The approximate $8 billion modernization program will be complete in 2014, restoring O'Hare's reputation as North America's leading airport. When the modernization program is finished, the airport will feature a total of eight runways—six running parallel and oriented in an east-west direction (the prevailing wind direction)—and two running diagonally. Three of the six runways will be at the north end of the airport, and three to the south. Only one diagonal runway—from the original construction—intersects with other runways and it will be used less than 1% of the time, when weather conditions permit.

Workers cast 17-in.-thick taxiways as part of a 3000-ft. runway extension for the O'Hare Modernization Program.
Joe Nasvik Workers cast 17-in.-thick taxiways as part of a 3000-ft. runway extension for the O'Hare Modernization Program.

The new configuration will allow the airlines to save as much as $400 million per year in reduced fuel costs based on today's prices due to less idling on the ground and circling in the air. The longest runway spans 13,000 feet and the shortest one 7500 feet. Also included in the modernization are two additional control towers that provide line-of-sight access to all runways, and on the west side of the airport, a new terminal with freeway access and an underground tram connection to existing terminals.

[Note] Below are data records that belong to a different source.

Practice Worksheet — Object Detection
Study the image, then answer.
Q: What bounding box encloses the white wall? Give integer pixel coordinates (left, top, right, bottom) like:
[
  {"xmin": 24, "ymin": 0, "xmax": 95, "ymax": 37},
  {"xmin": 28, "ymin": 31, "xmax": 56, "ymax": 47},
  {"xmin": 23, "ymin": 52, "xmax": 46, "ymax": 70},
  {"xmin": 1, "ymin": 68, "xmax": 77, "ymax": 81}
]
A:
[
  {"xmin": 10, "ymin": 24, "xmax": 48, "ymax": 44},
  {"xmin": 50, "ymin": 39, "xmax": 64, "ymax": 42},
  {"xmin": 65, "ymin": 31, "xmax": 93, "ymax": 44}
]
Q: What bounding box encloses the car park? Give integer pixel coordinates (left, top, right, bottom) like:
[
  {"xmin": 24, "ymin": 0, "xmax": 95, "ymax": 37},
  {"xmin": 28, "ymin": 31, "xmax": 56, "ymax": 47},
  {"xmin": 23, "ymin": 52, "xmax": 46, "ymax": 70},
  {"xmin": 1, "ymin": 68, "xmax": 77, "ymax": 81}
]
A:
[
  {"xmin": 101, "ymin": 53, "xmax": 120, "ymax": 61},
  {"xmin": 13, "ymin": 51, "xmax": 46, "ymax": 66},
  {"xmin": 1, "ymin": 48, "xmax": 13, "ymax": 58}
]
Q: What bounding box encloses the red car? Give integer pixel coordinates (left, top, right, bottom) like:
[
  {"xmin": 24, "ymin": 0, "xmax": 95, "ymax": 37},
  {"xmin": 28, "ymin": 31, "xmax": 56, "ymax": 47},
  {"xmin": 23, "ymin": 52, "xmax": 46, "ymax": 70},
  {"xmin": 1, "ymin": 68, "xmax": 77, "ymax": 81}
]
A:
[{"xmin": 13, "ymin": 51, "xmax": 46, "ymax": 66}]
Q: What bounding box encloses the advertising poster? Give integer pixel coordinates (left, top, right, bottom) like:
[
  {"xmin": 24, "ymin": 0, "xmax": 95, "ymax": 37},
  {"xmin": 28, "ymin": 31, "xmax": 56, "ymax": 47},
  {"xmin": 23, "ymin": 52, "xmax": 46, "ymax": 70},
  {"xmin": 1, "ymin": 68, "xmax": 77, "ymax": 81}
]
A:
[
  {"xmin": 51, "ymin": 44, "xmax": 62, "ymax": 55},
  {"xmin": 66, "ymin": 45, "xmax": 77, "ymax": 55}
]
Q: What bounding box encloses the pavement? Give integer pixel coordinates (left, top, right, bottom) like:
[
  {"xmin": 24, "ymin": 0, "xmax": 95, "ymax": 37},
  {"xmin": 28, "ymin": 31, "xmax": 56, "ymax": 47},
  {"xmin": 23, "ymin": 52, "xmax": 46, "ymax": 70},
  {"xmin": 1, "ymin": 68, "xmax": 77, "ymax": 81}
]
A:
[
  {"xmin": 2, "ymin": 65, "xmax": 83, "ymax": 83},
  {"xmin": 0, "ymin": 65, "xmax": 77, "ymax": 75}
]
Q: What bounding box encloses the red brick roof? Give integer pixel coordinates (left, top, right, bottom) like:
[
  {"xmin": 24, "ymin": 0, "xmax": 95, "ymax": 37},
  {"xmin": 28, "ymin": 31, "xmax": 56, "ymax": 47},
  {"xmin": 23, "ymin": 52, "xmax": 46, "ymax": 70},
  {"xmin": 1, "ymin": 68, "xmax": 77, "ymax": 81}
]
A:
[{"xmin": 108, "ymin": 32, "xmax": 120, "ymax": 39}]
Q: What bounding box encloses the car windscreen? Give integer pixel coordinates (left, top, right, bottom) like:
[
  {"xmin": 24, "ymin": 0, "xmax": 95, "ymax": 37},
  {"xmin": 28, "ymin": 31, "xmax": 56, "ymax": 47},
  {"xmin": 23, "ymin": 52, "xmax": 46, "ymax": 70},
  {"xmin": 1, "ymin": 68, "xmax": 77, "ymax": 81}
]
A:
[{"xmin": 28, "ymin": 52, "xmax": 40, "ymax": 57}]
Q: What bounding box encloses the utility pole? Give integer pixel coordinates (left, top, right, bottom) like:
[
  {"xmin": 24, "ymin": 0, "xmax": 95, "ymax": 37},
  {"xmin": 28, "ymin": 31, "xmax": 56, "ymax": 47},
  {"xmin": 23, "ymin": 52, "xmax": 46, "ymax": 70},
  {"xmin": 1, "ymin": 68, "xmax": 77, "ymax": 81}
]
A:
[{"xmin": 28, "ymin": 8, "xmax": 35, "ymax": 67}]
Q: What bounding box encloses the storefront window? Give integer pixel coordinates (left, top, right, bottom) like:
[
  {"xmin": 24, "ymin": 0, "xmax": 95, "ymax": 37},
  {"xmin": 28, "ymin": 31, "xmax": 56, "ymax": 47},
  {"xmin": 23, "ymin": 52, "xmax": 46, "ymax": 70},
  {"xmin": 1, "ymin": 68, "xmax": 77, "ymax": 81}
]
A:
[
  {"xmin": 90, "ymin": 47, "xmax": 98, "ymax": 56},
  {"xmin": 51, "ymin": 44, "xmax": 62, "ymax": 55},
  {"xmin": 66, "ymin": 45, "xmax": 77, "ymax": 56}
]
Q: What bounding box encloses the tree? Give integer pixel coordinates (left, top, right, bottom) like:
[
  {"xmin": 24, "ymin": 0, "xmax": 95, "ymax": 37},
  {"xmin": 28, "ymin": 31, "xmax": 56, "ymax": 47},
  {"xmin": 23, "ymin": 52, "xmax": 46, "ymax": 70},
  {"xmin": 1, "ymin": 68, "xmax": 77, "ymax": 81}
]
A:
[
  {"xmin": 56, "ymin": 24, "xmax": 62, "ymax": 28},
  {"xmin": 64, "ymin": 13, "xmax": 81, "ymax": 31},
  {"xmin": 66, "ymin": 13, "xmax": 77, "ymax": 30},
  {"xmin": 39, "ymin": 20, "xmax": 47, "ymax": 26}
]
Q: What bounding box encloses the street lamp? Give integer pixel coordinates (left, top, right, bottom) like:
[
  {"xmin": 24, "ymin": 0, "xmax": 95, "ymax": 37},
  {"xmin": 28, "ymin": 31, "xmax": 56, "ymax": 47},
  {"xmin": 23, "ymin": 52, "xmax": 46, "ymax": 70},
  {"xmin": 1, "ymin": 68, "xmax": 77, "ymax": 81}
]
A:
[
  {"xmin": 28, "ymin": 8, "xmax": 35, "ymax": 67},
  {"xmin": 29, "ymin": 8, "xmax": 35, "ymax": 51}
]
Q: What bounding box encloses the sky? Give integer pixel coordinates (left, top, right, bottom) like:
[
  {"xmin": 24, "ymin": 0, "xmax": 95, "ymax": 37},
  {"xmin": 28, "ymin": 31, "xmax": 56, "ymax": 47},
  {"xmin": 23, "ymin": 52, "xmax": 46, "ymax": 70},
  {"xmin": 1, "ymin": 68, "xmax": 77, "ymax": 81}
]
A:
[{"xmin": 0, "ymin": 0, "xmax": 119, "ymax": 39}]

With the addition of a third runway with all-weather capability in November and the 3000-foot extension to another runway this past September, O'Hare will gain all-weather access to three runways.

Enabling projects

The process of doing runway work is relatively easy, says Arman. “It's the enabling projects which must precede runway construction that cause incredible complications.” These included:

Figure 1 shows the existing configuration at O'Hare International Airport.
O'Hare Modernization Program Figure 1 shows the existing configuration at O'Hare International Airport.
  • Purchasing 433 acres from surrounding communities (some property owners didn't want to sell), including the purchase of a cemetery that required removal because it would be located under a runway.
  • Relocating a busy railroad track without disturbing service.
  • Excavating 22 million cubic yards of dirt by the completion of the project—only 500,000 yards actually removed from the site.
  • Filling in an old detention basin to make room for a new runway and constructing a new, much larger basin complete with oil separation facilities and connection to Chicago's Deep Tunnel storm runoff system.
  • Constructing a second control tower that is operational before opening the new runway to traffic, as well as constructing a third control tower closer to the final completion of the program.
  • Moving a high-pressure 90-inch water line that feeds several suburbs to a new location without disrupting service.
  • Constructing a major new checkpoint for airport employees.
  • Building a new radar facility and a new air rescue and fire fighting building.
  • Installing a new, fully secure perimeter fence.
  • Moving a creek that ran through the site of the new runway.